Hidden State Management:

  • Reset hidden states on episode boundaries
  • Carry hidden states across timesteps within episodes
  • Handle variable-length episodes properly

Advantage Computation:

  • Use GAE (Generalized Advantage Estimation)
  • Account for episode boundaries in GAE computation
  • Normalize advantages for stability

Mini-batch Creation:

  • Preserve temporal structure within episodes
  • Handle variable-length sequences
  • Efficient padding/masking

Implementation Details

Generalized Advantage Estimation (GAE)

Problem: Simple advantage A = r + γV(s') - V(s) has high variance

Solution: GAE blends n-step returns:

GAE(λ) = (1-λ)[A₁ + λA₂ + λ²A₃ + ...]

where:
A₁ = r + γV(s') - V(s)
A₂ = r + γr' + γ²V(s'') - V(s)
A₃ = r + γr' + γ²r'' + γ³V(s''') - V(s)

λ Parameter:

  • λ = 0: Low variance, high bias (just 1-step)
  • λ = 1: High variance, low bias (Monte Carlo)
  • λ = 0.95: Good balance (commonly used)

Hyperparameter Guidelines

PPO Hyperparameters:

  • Clip ratio (ε): 0.2
  • PPO epochs: 4
  • Mini-batch size: 64-256
  • Learning rate: 3e-4
  • GAE λ: 0.95
  • Discount γ: 0.99

RNN Hyperparameters:

  • Hidden size: 128-512
  • Sequence length: 128-512
  • Gradient clipping: 0.5-1.0

Training Setup:

  • Parallel environments: 8-2048
  • Rollout length: 2048 steps
  • Total timesteps: 10M-100M

Practical Applications

Robotics (Like Your Humanoid)

Why PPO + RNN + Actor-Critic:

  • Partial Observability: Robot sensors don't see everything
  • Temporal Patterns: Walking requires coordinated sequences
  • Stability: PPO prevents dangerous policy updates
  • Continuous Control: Actor-Critic handles continuous actions

Game AI

Applications:

  • Real-time strategy games (partial information)
  • Fighting games (combo sequences)
  • Racing games (temporal control)

Financial Trading

Use Cases:

  • Market making (memory of recent trades)
  • Portfolio management (long-term dependencies)
  • Risk management (stable policy updates)

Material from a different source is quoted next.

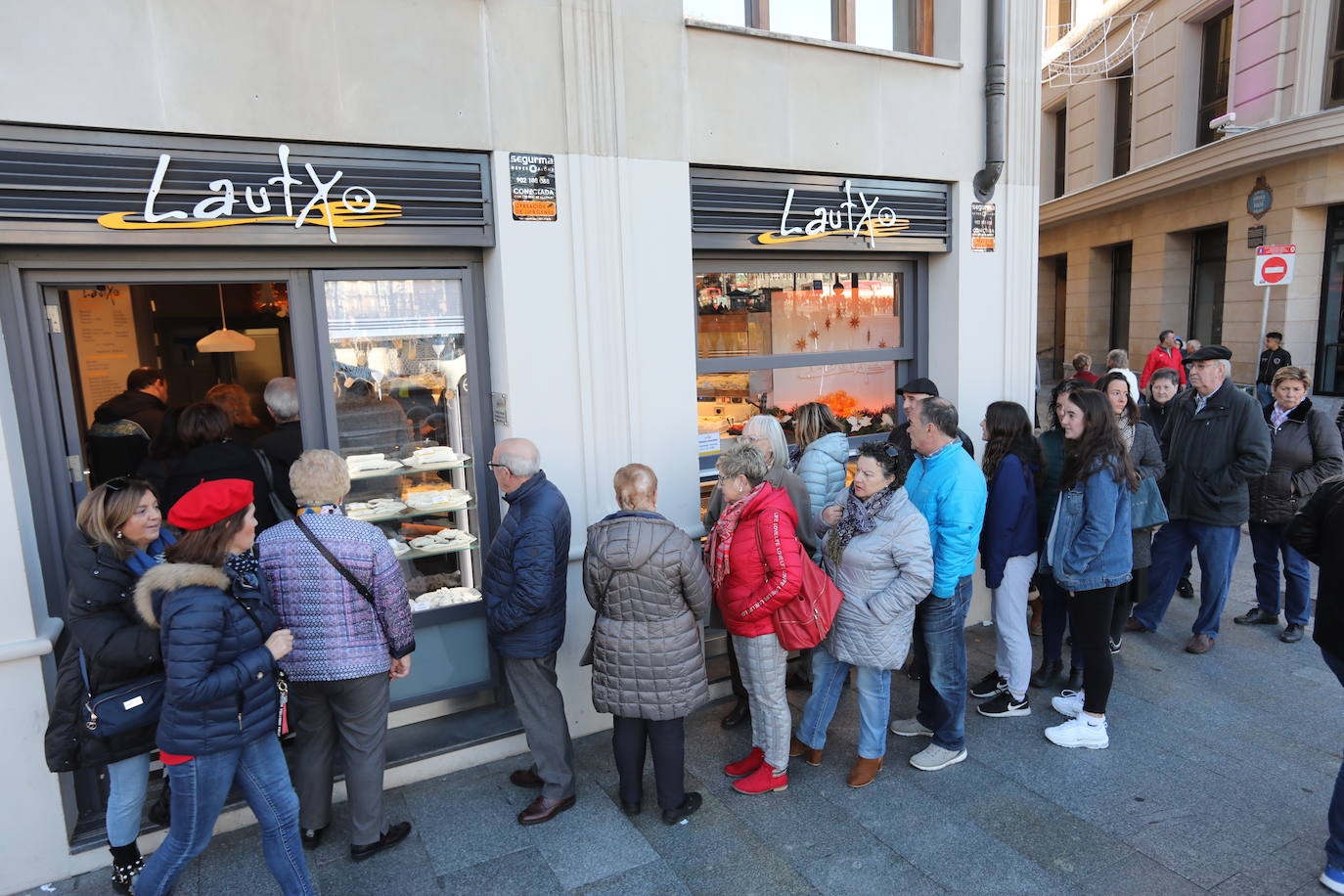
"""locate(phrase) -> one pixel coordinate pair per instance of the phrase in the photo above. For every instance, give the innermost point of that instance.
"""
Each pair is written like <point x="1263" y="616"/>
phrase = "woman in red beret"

Natural Language Processing

Applications:

  • Dialogue systems (conversation context)
  • Text generation (sequential dependencies)
  • Machine translation (sequence-to-sequence)

Summary

Actor-Critic: Combines policy learning (actor) with value estimation (critic) for lower variance and more stable learning.

RNN: Adds memory to handle partial observability and temporal patterns crucial for real-world applications.

PPO: Ensures stable policy updates through clipping, making the training process reliable and efficient.

Together: They create a powerful, stable, and practical algorithm for complex sequential decision-making problems like humanoid locomotion.

The beauty of this combination is that each component solves a fundamental challenge in RL:

  • Actor-Critic → variance reduction
  • RNN → temporal dependencies
  • PPO → stable updates

This is why it's become the go-to method for many modern RL applications, including the humanoid walking code you analyzed!